FHC faz apelo a Aécio
FHC continua apelando para Aécio Neves vestir a camisa de Serra. Por quê? Desconfia de que o mineiro não está motivado? Neves é candidato ao Senado. Não quer compor a chapa como vice. FHC deve saber de coisas...
MG, um mistério
Minas, com seus quase 14 milhões de eleitores, é um mistério. Não se pense que os mineiros jogarão todos os seus votos na floresta tucana. Vão eleger Aécio, senador, e podem, até, dar a vitória a Anastasia na corrida ao governo. Mas, na área federal, Minas tem sido surpreendente. Não acompanha muito os caciques.
Vermelho de abril
O abril vermelho prometido pelo MST é um tiro nas costas de Dilma. O MST, em anos eleitorais, sempre amainou a corrente invasiva. Mas, este ano, promete recrudescimento nas ações do campo. Traição ao compromisso assumido com o governo Lula? Vamos ver se os emessetistas farão a agenda destrutiva que prometem.
Conselho a Marina Silva
Esta coluna dedica sua última nota a pequenos conselhos a políticos, governantes e líderes nacionais. Na última coluna, o espaço foi destinado aos membros do Ministério Público. Hoje, volta sua atenção à pré-candidata à presidência da República Marina Silva:
1. Procure absorver um escopo mais abrangente: educação, saúde, infraestrutura técnica (transportes, energia, telecomunicações), segurança pública, evitando a identidade monotemática da sustentabilidade.

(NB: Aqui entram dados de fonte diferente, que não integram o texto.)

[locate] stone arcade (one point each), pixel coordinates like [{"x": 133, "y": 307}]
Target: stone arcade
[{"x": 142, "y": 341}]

2. Circule nos grandes núcleos da sociedade organizada (associações, federações, sindicatos, movimentos etc.)
3. Privilegie os espaços de maior densidade eleitoral e os pólos de difusão de ideias e informação.
____________
(Gaudêncio Torquato)
Grande churrasco abrindo a campanha de Magalhães Pinto, no pátio do Centro Gaúcho, Pampulha, BH. Gabriel Procópio Loures, o Gabi, gerente da Caixa Econômica Estadual em Santos Dumont, pega o microfone para saudar o candidato:
- Minhas senhoras e meus senhores! Como disse o grande filósofo francês "Madame, Monsieur"...
Muitas palmas. E comentários gerais: "que homem culto, o homem sabe tudo".
De paranaenses
Jorge Takachi, japonês simpático e generoso, querido em toda a cidade, saiu candidato a prefeito de Nova Esperança/PR. A oposição começou a falar mal dele. Jorge Takachi não aguentou. Foi fazer comício:
- Jorge Takachi bom para a cidade, constrói hospital, dá dinheiro para a igreja, ajuda os pobres, paga feira dos outros, povo diz: Jorge Takachi muito bom. Jorge Takachi candidato a prefeito, povo diz: Jorge Takachi filho da puta. Num é, né ? Assim, Jorge Takachi não entende povo.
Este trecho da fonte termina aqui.